Get Iceberg Metadata Locations

Run this query and save the output — you will need the metadata paths for the next step:

SELECT table_name, metadata_location FROM iceberg_tables;

aside positive The metadata_location values look like: s3://<YOUR-BUCKET>/frompg/tables/postgres/public/iceberg_transactions/<OID>/metadata/00000-xxxx.metadata.json. You will use the path after the bucket prefix when creating Snowflake Iceberg tables.

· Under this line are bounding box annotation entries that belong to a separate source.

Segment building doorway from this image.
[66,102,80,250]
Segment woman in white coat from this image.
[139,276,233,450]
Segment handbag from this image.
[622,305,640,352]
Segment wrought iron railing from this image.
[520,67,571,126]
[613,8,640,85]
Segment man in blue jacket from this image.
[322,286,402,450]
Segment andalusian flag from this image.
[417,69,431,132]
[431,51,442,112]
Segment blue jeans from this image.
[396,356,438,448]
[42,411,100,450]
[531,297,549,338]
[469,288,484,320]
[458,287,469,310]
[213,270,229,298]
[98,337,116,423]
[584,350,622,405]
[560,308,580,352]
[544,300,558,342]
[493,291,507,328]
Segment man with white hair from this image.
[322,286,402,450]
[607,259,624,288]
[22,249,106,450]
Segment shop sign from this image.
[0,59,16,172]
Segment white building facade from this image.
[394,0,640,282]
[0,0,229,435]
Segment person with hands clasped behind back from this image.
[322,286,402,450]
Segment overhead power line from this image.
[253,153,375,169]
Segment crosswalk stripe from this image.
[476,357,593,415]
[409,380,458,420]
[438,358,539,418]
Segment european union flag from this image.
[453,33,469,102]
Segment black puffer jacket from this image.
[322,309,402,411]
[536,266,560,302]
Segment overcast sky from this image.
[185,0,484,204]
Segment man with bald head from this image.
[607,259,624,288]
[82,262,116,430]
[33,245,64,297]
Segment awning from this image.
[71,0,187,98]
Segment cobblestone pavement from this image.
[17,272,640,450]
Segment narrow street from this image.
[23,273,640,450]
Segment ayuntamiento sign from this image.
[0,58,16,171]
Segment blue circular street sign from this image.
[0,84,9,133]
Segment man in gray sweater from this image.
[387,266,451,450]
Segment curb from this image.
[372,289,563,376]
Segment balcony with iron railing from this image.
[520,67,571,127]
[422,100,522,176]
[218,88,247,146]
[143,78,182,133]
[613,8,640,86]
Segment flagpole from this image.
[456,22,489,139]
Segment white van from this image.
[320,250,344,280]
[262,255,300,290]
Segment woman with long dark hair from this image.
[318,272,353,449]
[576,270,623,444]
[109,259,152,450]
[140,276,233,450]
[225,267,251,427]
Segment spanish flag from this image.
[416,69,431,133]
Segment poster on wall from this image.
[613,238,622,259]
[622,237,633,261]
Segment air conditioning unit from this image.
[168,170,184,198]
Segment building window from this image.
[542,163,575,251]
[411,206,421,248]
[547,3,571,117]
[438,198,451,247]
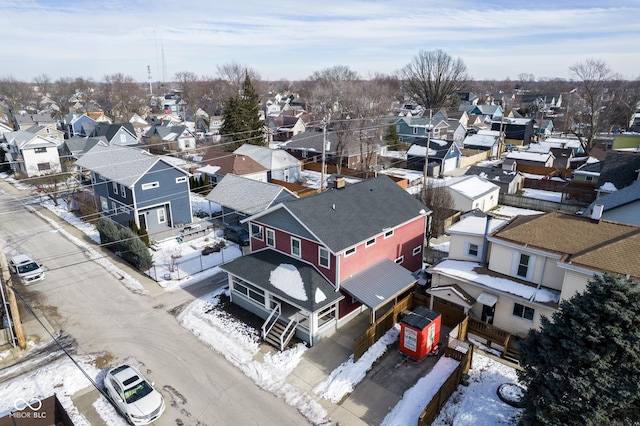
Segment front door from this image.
[480,305,496,324]
[138,213,147,230]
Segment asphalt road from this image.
[0,181,308,425]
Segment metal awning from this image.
[427,284,476,309]
[340,259,416,311]
[476,292,498,306]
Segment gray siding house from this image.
[76,145,192,235]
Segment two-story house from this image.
[2,130,62,177]
[220,175,430,347]
[428,212,640,337]
[76,144,192,235]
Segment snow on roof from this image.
[507,151,551,161]
[447,216,507,235]
[598,182,618,192]
[430,260,560,303]
[445,176,500,198]
[269,263,308,301]
[407,141,438,157]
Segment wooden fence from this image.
[353,293,428,362]
[418,339,473,426]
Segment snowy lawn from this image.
[0,178,519,426]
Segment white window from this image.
[513,303,536,321]
[267,229,276,247]
[291,237,302,257]
[318,305,336,327]
[516,253,531,278]
[251,223,264,241]
[318,247,330,269]
[142,182,160,190]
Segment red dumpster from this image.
[400,306,442,361]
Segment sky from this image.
[0,174,519,426]
[0,0,640,82]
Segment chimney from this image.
[591,204,604,223]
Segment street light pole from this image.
[0,242,27,349]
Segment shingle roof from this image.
[206,174,297,215]
[76,144,162,187]
[202,149,267,176]
[598,152,640,189]
[491,212,640,277]
[274,175,430,253]
[219,249,344,312]
[583,180,640,216]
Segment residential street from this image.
[0,182,306,425]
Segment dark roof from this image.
[598,152,640,190]
[464,166,520,183]
[583,180,640,216]
[220,249,344,312]
[90,122,136,141]
[276,175,430,253]
[282,130,383,155]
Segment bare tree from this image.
[98,73,148,122]
[419,180,453,241]
[569,59,612,154]
[401,49,468,109]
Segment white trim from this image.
[140,181,160,191]
[291,237,302,257]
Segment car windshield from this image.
[124,380,153,404]
[18,262,40,274]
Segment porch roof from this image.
[220,249,344,312]
[340,259,417,311]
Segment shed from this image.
[400,306,442,361]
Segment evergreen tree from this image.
[518,274,640,426]
[220,74,265,151]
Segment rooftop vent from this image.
[591,204,604,222]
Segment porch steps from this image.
[264,320,295,351]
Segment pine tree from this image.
[518,274,640,425]
[220,74,265,151]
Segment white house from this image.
[442,176,500,212]
[429,212,640,337]
[3,130,62,177]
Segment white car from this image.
[104,364,165,425]
[9,254,44,284]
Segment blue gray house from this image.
[76,144,192,235]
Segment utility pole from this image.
[0,242,27,349]
[422,108,433,193]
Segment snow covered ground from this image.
[0,183,518,426]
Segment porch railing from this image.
[262,302,282,339]
[280,312,300,351]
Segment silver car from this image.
[9,254,44,284]
[104,364,165,425]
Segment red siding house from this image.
[221,176,431,347]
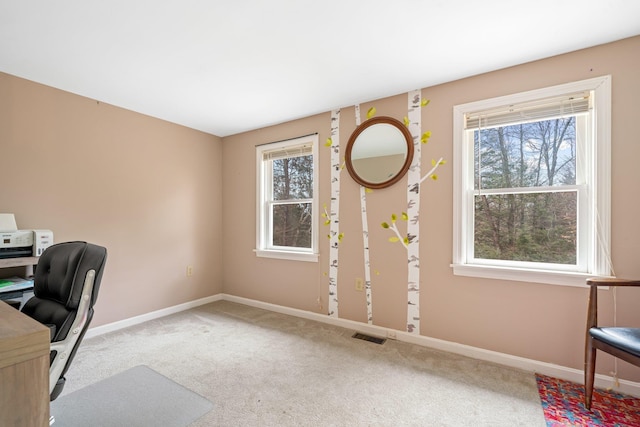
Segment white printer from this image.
[0,213,53,258]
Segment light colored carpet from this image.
[51,365,213,427]
[56,301,546,427]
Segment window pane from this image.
[474,191,577,264]
[474,116,576,190]
[272,203,312,248]
[272,155,313,200]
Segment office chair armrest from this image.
[587,277,640,286]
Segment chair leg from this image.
[584,337,596,411]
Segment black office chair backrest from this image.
[22,242,107,400]
[22,242,107,342]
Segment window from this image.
[256,134,318,261]
[453,76,611,285]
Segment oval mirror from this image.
[345,116,413,188]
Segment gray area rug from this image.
[51,365,213,427]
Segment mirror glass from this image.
[345,117,413,188]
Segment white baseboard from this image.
[85,294,223,338]
[86,294,640,397]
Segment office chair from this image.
[584,279,640,410]
[21,242,107,401]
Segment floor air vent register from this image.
[353,332,387,344]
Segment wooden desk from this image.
[0,301,50,427]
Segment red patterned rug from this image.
[536,374,640,427]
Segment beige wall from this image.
[0,73,222,326]
[0,37,640,380]
[223,37,640,380]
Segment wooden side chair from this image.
[584,278,640,410]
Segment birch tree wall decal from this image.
[355,105,376,325]
[328,109,342,317]
[405,89,422,335]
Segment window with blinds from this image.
[454,77,610,283]
[256,134,317,259]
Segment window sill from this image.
[254,249,318,262]
[451,264,600,287]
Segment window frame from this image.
[255,133,319,262]
[451,75,611,286]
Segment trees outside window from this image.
[256,135,317,260]
[453,76,610,284]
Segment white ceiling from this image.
[0,0,640,136]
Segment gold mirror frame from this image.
[345,116,413,189]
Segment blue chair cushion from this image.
[589,327,640,357]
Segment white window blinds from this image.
[464,91,592,130]
[262,144,313,160]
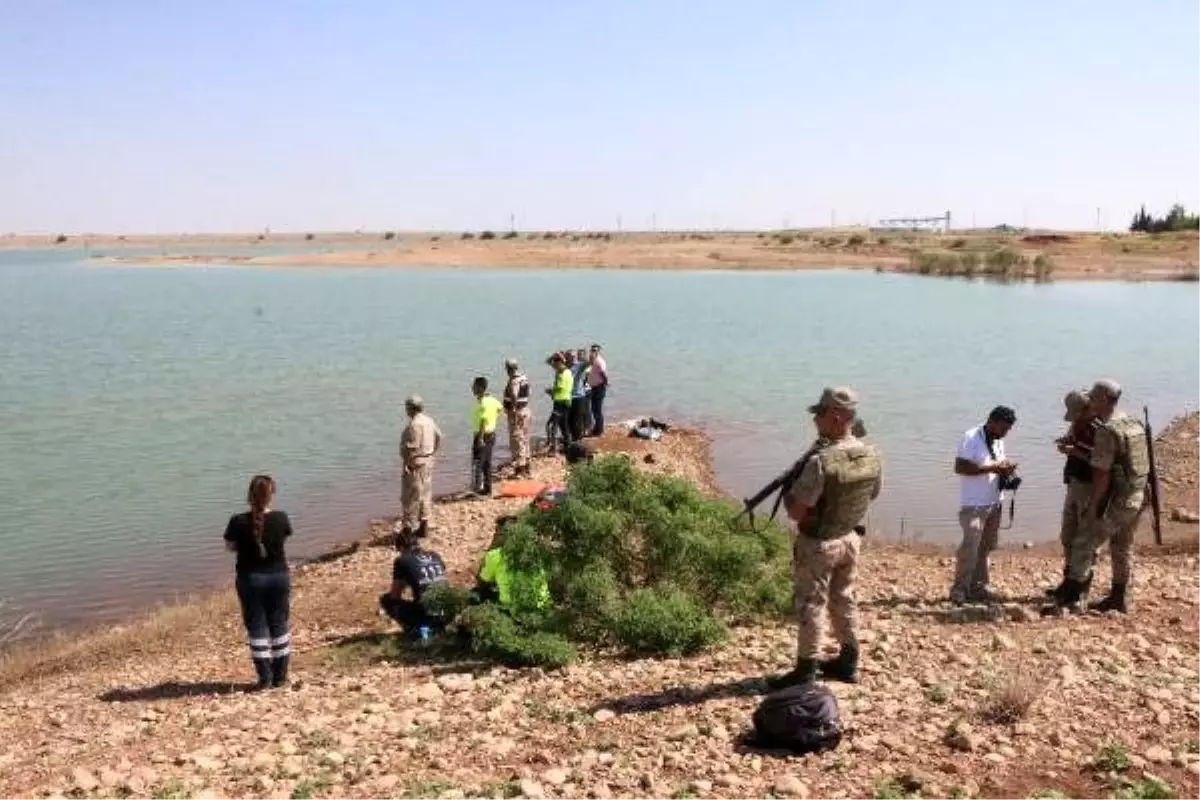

Snowflake: Create External Volume and Iceberg Tables

Duration: 10

Return to the Snowflake SQL worksheet to set up the read path.

Create External Volume

CREATE OR REPLACE EXTERNAL VOLUME retail_lake_volume
  STORAGE_LOCATIONS = (
    (
      NAME                 = 'retail-s3'
      STORAGE_PROVIDER     = 'S3'
      STORAGE_BASE_URL     = 's3://<YOUR-BUCKET>/'
      STORAGE_AWS_ROLE_ARN = '<YOUR-IAM-ROLE-ARN>'
    )
  );

DESCRIBE EXTERNAL VOLUME retail_lake_volume;

aside positive Record the STORAGE_AWS_IAM_USER_ARN and STORAGE_AWS_EXTERNAL_ID from this output. You will need them (along with the values from the storage integration) for the IAM trust policy update in the next step.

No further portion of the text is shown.